2. The data on expression of CNX in primary term placental tissues (normal and PE) is hidden away in a Supplementary file. This is an important figure and I think it could be included in the main text? I also consider that it would have been good to include analysis of expression in first trimester, although that material may not have been available. In any case, a more extensive comparison of CNX expression in normal and pathological trophoblast would be a good addition to buttress the clinical relevance of the BeWo derived data.
Author Response
Author Reply
Reviewer 2
This is a very well-conducted, focused study, and the description of the methods, presentation of the data, and discussion are all superb. I have virtually no suggestions for improvements apart from the following general points:
- The sole use of the BeWo cell model is perhaps a negative. Although well-validated and widely used for studies of syncytialisation, ideally some aspects of the study would be replicated in another system. At the least, in the Discussion, the authors might suggest alternative models that could be used in replication studies.
Response: We first thank the reviewer for the constructive and scientifically outstanding review of our manuscript. We truly appreciate that the reviewer pointed out several critical issues.

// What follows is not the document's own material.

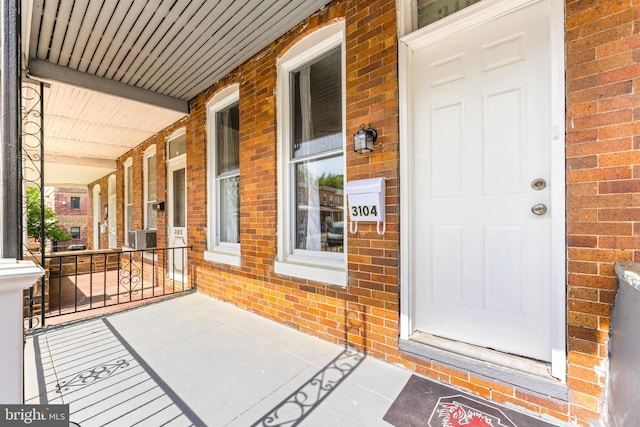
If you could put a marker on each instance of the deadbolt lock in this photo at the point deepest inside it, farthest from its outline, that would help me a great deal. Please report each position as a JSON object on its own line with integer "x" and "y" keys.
{"x": 539, "y": 209}
{"x": 538, "y": 184}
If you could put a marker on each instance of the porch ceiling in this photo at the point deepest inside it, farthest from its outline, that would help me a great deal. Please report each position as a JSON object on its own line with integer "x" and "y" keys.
{"x": 120, "y": 72}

We agree with the reviewer that additional analyses by using different assay systems would strengthen our results. We discussed this point in the Discussion on page 12, lines 472–473.

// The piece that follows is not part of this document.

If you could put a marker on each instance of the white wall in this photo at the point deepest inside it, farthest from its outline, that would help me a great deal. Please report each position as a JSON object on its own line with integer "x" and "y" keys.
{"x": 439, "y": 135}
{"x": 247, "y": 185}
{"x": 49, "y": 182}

- The data on expression of CNX in primary term placental tissues (normal and PE) is hidden away in a Supplementary file. This is an important figure and I think it could be included in the main text? I also consider that it would have been good to include analysis of expression in first trimester, although that material may not have been available. In any case, a more extensive comparison of CNX expression in normal and pathological trophoblast would be a good addition to buttress the clinical relevance of the BeWo derived data.

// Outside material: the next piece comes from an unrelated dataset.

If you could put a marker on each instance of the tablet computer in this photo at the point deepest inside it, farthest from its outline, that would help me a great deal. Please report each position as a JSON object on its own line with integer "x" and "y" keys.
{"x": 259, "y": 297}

Response: We agree with the reviewer that analyzing the first trimester placentas is important for supporting our claim that CNX in CTBs is critical for differentiation into STBs, because we used BeWo cells as the CTB model and CTBs extensively differentiate to STBs during the first trimester of pregnancy. We also noticed that although our immunoblot in Supplemental Figure S5 showed decreased CNX in the PE placentas, the immunoblot cannot distinguish CNX that is expressed in CTBs from CNX expressed in other types of cells. Thus, as the reviewer pointed out, we think that additional analyses such as those with primary cultured trophoblasts obtained from normal placentas and PE placentas are important future challenge. We mentioned this on page 12, lines 465–472 and modified the Abstract on page 1, lines 24–26. Please be informed that the CNX immunoblot is still included in Supplemental Information per request by the Reviewer 1.